En tant que journaliste, je suis plutôt sensible à l’aspect « information de presse » et « information d’actualité ». En tant que stagiaire au sein de l’Education nationale, je me pré¬occuperai également de l’aspect pédagogique, qui intéresse en priorité l’Inspection et l’équipe enseignante de l’école Paul-Claudel.
Comme je dois limiter mon sujet, je ne m’attarderai pas à la question « éducation aux médias ou éducation par les médias ». Les recherches en ce domaine me serviront cependant à compléter ma démarche.
Certains termes ont besoin d’être définis pour mieux comprendre ce dont nous parlons, sans ambiguïté. Prenons le terme « information », on peut lui trouver plus d’une dizaines de sens différents selon les domaines où il est employé ‘.juridique, scientifique, journalistique…

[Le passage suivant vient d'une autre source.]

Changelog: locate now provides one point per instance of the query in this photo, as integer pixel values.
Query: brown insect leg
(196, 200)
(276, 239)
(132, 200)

Dans l’expression «sciences de l’information» elle-même, Yves Jeanneret distingue l’information au sens mathématique (message codé par un système binaire pour être transmis par un dispositif de télécommunication) du sens social (une information « modifie la perception que nous avons du monde, informe notre esprit, met en forme notre relation au réel »). Il ajoute que l’expression « technologies de l’information » « entretient la confusion entre deux définitions parfaitement distinctes du mot information […], ce qui a pour intérêt, du point de vue des technologues, de suggérer que le traitement mathématique des signes est en lui-même vecteur d’information sociale ».
Dans notre exposé, « information » aura ce double sens : journalistique et informatique.

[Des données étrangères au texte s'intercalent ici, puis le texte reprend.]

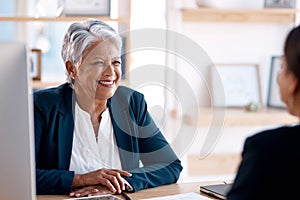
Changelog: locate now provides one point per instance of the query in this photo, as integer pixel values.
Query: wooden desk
(178, 188)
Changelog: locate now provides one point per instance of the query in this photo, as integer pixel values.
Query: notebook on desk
(219, 190)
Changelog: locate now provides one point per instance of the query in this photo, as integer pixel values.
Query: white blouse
(87, 154)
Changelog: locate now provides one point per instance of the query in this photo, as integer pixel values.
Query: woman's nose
(109, 70)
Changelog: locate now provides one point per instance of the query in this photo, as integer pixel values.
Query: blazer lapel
(65, 128)
(124, 130)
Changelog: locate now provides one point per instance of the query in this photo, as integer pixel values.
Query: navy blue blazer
(137, 137)
(270, 166)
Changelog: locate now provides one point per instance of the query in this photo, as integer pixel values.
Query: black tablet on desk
(219, 190)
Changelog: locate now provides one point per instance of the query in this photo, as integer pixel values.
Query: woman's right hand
(111, 178)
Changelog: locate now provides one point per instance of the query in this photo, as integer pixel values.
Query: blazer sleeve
(49, 178)
(161, 166)
(249, 173)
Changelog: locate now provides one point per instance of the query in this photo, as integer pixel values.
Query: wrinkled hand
(110, 178)
(90, 191)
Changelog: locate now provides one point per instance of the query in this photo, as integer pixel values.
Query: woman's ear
(293, 85)
(70, 67)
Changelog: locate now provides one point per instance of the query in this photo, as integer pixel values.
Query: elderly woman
(271, 158)
(91, 136)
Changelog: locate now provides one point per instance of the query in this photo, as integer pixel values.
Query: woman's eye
(116, 63)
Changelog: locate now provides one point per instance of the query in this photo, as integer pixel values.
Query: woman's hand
(90, 191)
(110, 178)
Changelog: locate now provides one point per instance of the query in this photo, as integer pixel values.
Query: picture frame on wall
(86, 7)
(274, 99)
(279, 3)
(241, 85)
(35, 64)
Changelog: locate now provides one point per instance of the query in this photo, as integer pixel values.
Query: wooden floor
(213, 165)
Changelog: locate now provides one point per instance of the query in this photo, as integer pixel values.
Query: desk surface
(178, 188)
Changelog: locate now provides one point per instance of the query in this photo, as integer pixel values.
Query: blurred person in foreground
(93, 136)
(271, 159)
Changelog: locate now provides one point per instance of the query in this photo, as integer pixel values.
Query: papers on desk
(186, 196)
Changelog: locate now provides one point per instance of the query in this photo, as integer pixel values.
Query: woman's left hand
(90, 191)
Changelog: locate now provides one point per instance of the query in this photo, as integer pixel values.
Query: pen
(126, 196)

Nous aurions pu aussi comme Dominique Wolton, distinguer l’information-presse,l’information-service, l’information-connaissance, l’information-loisir. Mais, ici, le terme « information » regroupe toutes ces nuances.
Une autre précision est nécessaire entre NTIC et NTICE. Pascal Marquet, chercheur en sciences de l’éducation, dans un article intitulé « Pour passer vraiment des « NTC » aux Sabine BERTAUX BRANDICOURT Mémoire Maîtrise SID Journal scolaire sur Internet « NTE » », indique : « On confond trop souvent les NTIC, les nouvelles technologies de l’information et de la communication, et les NTE, les nouvelles technologies éducatives. Les premières s’inscrivent dans un contexte économique concurrentiel, les secondes dans un contexte scolaire public. Sinon, ne tombe-t-on pas dans l’illusion que le recours à un dispositif technique aux mille prouesses aura des effets pédagogiques positifs et des vertus éducatives automatiques ? […] De nombreux travaux didactiques l’ont montré : informer n’est pas former et encore moins faire apprendre. Aussi, ne suffit-il pas de souhaiter que les outils modernes d’information deviennent des outils non moins modernes de formation pour que ceux-ci le soient effectivement. »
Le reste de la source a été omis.